Directional liquidity
As mentioned earlier, AMMs like Uniswap require a 50/50 liquidity provision but Poolshark is unique in this regard since it allows for single sided liquidity provision. This prevents IL while at the same time generating more trading fees that are paid in the token that’s being used for liquidity provision. The fees that can be earned for liquidity provisioning can be chosen as desired by the LP in one of the following tiers:
1 basis points
5 basis points
10 basis points
100 basis points
Tokenomics
As of the time of writing, the tokenomics are being designed however this isn’t finalized as of right now. There will be some form of value capture for Poolshark’s native token but the exact details are being worked out. It might be good to (actively) use the protocol, anon. I’m just saying …
Roadmap
There isn’t a formalized roadmap yet, but the project is currently in the early stage of finalizing the smart contracts so they can be audited.
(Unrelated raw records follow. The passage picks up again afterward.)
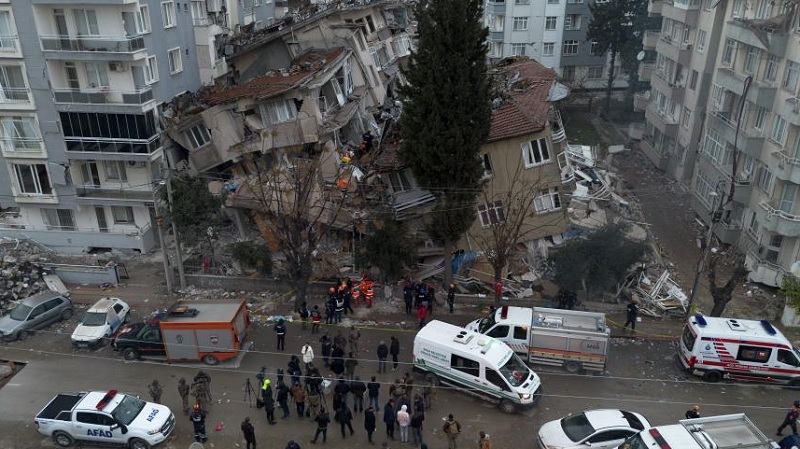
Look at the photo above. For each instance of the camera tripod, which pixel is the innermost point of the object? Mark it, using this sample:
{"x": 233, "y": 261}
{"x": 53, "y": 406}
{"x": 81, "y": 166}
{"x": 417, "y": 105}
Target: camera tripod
{"x": 249, "y": 393}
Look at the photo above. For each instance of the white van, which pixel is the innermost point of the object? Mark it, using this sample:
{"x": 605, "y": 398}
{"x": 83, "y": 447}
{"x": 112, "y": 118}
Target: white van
{"x": 476, "y": 364}
{"x": 745, "y": 350}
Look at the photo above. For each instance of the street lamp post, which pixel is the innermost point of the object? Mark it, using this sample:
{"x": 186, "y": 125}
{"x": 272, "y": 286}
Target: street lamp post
{"x": 705, "y": 244}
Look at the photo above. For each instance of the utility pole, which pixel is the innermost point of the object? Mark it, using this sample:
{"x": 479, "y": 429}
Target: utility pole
{"x": 178, "y": 248}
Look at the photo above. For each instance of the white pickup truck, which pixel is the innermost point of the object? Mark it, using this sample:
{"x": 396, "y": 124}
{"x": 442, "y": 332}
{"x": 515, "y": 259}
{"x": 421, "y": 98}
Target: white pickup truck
{"x": 105, "y": 418}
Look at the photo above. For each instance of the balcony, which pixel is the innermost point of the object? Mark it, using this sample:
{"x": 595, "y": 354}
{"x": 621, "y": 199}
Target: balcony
{"x": 119, "y": 100}
{"x": 684, "y": 15}
{"x": 124, "y": 48}
{"x": 775, "y": 44}
{"x": 777, "y": 221}
{"x": 650, "y": 39}
{"x": 760, "y": 93}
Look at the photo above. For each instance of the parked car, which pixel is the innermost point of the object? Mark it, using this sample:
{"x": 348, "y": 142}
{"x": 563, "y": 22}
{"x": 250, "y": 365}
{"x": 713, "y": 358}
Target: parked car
{"x": 33, "y": 313}
{"x": 596, "y": 429}
{"x": 100, "y": 322}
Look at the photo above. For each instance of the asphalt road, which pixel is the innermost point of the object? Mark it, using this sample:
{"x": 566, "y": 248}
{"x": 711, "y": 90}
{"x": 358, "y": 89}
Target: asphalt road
{"x": 642, "y": 376}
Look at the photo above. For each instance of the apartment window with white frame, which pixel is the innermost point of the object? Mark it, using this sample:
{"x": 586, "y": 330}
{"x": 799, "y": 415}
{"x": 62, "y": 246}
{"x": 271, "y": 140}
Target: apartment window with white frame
{"x": 33, "y": 179}
{"x": 198, "y": 136}
{"x": 168, "y": 14}
{"x": 778, "y": 134}
{"x": 20, "y": 133}
{"x": 122, "y": 214}
{"x": 151, "y": 70}
{"x": 547, "y": 200}
{"x": 491, "y": 213}
{"x": 278, "y": 111}
{"x": 535, "y": 153}
{"x": 175, "y": 62}
{"x": 701, "y": 41}
{"x": 142, "y": 19}
{"x": 790, "y": 76}
{"x": 570, "y": 48}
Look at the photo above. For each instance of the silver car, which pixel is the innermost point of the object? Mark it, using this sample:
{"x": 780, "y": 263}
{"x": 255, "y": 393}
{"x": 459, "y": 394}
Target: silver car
{"x": 35, "y": 312}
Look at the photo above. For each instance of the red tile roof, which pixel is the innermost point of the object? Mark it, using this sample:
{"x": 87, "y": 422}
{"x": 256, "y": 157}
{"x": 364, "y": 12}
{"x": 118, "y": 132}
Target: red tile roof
{"x": 525, "y": 106}
{"x": 302, "y": 68}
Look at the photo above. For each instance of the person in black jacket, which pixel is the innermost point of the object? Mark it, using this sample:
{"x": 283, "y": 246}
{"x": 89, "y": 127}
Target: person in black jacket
{"x": 394, "y": 350}
{"x": 383, "y": 354}
{"x": 369, "y": 423}
{"x": 358, "y": 388}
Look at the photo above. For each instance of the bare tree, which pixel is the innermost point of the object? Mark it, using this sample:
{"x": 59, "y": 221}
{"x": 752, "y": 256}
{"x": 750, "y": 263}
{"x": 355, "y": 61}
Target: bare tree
{"x": 723, "y": 294}
{"x": 516, "y": 221}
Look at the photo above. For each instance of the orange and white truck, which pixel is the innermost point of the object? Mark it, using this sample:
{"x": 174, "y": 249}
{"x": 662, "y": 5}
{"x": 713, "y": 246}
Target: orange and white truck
{"x": 208, "y": 331}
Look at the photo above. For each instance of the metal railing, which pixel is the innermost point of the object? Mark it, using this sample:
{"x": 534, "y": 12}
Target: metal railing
{"x": 112, "y": 44}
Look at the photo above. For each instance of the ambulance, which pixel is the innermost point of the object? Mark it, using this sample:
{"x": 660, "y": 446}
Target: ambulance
{"x": 475, "y": 364}
{"x": 744, "y": 350}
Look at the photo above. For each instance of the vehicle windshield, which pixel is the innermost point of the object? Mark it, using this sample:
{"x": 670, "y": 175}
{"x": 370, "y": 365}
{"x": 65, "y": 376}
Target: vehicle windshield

Afterwards, their V1 is expected to go live on a yet to be announced date in Q1 2023. Post-launch the protocol the team will be enhancing the protocol and adding new features overtime.
Thanks to Alphak3y, for providing feedback on this article and sharing valuable insights.
Disclaimer: Nothing in this article is financial advise and solely serves educational purposes. As of the time of writing, the author isn’t in possession of Poolshark tokens however this might change in the future.